Tra i sintomi più comuni della patologia emorroidaria vi sono sanguinamento, prurito, prolasso, gonfiore e secrezione. Tuttavia in alcuni casi le emorroidi possono risultare del tutto asintomatiche.

 

Il sanguinamento, presente in circa l‘80% dei casi, è senza dubbio il disturbo più frequente. Generalmente compare in una forma lieve che richiama l’attenzione del malato per la presenza di striature rosse nelle feci o per la fuoriuscita di qualche goccia di sangue negli istanti che seguono la defecazione. L’emorragia proveniente dal colon è caratterizzata da una colorazione rosso scura, mentre quella rettale e anale, tipica delle emorroidi, si distingue per un colore più intenso (rosso vivo).

 

Il prurito e la sensazione di fastidio e bruciore nella zona anale sono altri sintomi molto comuni in chi soffre di emorroidi. Non si tratta generalmente di un dolore molto intenso ma di un senso di pesantezza a livello ano-rettale, una sorta di disagio fastidioso con cui molto spesso il paziente convive in silenzio.

 

L’esordio della patologia avviene in molti casi sottoforma di segnali piuttosto lievi, come la presenza di tracce di sangue sulla carta igienica. Con il passare del tempo tali problemi possono evolversi in una forma più grave, rimanere inalterati o regredire definitivamente.

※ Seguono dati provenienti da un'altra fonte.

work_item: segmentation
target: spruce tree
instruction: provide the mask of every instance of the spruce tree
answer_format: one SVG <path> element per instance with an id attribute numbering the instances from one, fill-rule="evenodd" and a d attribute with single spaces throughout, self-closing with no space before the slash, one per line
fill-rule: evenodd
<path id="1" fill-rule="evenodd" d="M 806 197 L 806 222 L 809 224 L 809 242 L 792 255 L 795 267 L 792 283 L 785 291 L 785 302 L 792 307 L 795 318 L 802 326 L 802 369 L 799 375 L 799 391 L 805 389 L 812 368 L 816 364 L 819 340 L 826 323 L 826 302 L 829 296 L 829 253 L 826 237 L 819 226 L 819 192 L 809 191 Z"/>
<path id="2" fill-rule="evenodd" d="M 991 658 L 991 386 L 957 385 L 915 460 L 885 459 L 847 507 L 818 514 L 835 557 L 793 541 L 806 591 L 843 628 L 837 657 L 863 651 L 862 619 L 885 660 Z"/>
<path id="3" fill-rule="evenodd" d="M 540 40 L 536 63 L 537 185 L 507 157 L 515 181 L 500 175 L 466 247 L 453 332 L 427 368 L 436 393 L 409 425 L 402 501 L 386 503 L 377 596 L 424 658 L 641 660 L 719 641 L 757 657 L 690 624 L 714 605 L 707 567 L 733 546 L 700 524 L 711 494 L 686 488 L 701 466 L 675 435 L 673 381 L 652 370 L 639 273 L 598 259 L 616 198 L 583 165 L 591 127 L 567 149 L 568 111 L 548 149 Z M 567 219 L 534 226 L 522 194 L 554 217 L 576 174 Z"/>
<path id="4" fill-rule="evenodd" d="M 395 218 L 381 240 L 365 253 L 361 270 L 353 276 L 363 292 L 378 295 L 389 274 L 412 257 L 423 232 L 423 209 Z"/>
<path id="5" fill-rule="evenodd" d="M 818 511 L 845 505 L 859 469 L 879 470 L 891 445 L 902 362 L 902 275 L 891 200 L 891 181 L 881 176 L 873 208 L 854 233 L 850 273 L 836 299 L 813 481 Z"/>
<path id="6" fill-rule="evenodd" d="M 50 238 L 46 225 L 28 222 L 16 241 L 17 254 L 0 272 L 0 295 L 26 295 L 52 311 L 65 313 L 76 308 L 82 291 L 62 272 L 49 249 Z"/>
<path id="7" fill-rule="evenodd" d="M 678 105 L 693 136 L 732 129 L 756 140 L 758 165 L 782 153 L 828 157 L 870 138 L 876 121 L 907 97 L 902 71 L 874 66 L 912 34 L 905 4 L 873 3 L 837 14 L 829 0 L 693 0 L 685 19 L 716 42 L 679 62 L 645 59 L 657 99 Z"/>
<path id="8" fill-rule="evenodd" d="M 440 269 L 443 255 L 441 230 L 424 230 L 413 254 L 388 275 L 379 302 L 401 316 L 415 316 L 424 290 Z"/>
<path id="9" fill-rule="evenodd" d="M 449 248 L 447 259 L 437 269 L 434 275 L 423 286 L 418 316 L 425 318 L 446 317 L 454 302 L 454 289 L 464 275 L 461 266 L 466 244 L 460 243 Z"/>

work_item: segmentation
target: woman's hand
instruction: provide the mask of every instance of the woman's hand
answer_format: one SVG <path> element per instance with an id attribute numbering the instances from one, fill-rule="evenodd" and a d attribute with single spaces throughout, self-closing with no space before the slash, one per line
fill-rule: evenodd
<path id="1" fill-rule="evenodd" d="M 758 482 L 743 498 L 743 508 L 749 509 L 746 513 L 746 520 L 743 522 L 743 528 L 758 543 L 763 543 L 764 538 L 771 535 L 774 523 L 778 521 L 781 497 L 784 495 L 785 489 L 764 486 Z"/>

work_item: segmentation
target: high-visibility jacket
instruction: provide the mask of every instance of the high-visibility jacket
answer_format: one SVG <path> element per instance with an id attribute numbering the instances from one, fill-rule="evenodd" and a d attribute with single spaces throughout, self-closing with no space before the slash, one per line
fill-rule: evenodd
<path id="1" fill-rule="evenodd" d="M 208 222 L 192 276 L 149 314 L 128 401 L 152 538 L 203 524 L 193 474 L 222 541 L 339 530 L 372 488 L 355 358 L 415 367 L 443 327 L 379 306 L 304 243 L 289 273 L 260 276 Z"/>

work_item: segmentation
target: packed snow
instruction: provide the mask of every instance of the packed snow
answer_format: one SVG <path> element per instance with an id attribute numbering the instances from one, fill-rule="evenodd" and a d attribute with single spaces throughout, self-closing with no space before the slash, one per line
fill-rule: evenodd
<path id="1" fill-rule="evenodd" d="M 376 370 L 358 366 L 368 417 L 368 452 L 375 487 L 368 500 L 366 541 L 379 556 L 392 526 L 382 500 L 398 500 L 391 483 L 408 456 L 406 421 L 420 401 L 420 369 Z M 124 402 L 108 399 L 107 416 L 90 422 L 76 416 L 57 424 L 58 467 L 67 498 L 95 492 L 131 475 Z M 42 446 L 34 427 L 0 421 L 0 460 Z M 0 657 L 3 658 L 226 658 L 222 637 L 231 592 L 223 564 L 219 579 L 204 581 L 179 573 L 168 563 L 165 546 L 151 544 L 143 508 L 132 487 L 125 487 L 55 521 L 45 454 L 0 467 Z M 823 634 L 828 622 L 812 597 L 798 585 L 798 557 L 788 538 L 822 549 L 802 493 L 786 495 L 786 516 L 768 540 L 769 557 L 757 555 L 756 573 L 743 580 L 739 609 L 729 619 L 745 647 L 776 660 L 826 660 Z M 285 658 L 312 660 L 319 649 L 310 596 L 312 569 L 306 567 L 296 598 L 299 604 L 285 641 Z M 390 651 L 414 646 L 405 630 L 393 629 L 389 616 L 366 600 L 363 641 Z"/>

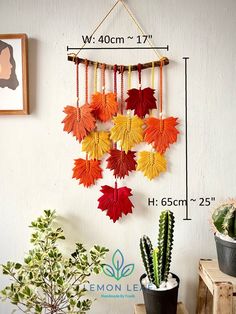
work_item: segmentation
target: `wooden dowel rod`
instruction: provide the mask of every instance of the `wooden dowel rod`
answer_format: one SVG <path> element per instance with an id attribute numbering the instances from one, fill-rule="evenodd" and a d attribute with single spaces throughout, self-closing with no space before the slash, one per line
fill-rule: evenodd
<path id="1" fill-rule="evenodd" d="M 74 63 L 82 63 L 85 64 L 85 62 L 88 62 L 89 65 L 94 65 L 96 63 L 96 61 L 92 61 L 92 60 L 87 60 L 87 59 L 81 59 L 79 57 L 76 57 L 74 55 L 68 55 L 68 61 L 72 61 Z M 161 64 L 161 61 L 154 61 L 154 66 L 155 67 L 159 67 Z M 169 59 L 166 57 L 162 58 L 162 64 L 163 65 L 167 65 L 169 64 Z M 104 63 L 102 62 L 97 62 L 97 67 L 98 68 L 102 68 L 102 65 L 104 65 Z M 106 65 L 106 69 L 107 70 L 114 70 L 114 65 L 111 64 L 105 64 Z M 122 65 L 117 65 L 117 70 L 120 72 Z M 148 69 L 152 67 L 152 62 L 148 62 L 148 63 L 144 63 L 142 64 L 142 69 Z M 123 66 L 124 71 L 128 71 L 129 70 L 129 66 L 125 65 Z M 131 71 L 137 71 L 138 70 L 138 65 L 131 65 Z"/>

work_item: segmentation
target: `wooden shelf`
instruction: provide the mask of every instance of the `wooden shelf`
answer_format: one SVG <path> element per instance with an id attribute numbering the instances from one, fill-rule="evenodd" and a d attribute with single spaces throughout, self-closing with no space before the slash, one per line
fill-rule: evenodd
<path id="1" fill-rule="evenodd" d="M 197 301 L 197 314 L 236 314 L 236 278 L 222 273 L 216 260 L 201 260 Z"/>
<path id="2" fill-rule="evenodd" d="M 134 314 L 146 314 L 144 304 L 135 304 Z M 184 304 L 182 302 L 178 303 L 177 314 L 188 314 Z"/>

Negli stadi avanzati il problema assume connotazioni più gravi, trasformandosi in un disagio particolarmente invalidante che interferisce anche con le normali attività quotidiane come il camminare o l’andare in bicicletta.

Il dolore, non è direttamente legato alla malattia emorroidaria ma alle sue complicazioni ed insorge ogni qualvolta la varice si infiamma a causa di traumi o infezioni microbiche ed ogni qualvolta si forma un coagulo di sangue (trombosi).

 

Il prolasso è un sintomo che si manifesta con la fuoriuscita delle emorroidi dal canale anale, ad esempio sotto sforzo (colpo di tosse), o durante la defecazione. A seconda che le emorroidi rientrino spontaneamente o rimangano all’esterno si parla rispettivamente, di emorroidi interne ed esterne.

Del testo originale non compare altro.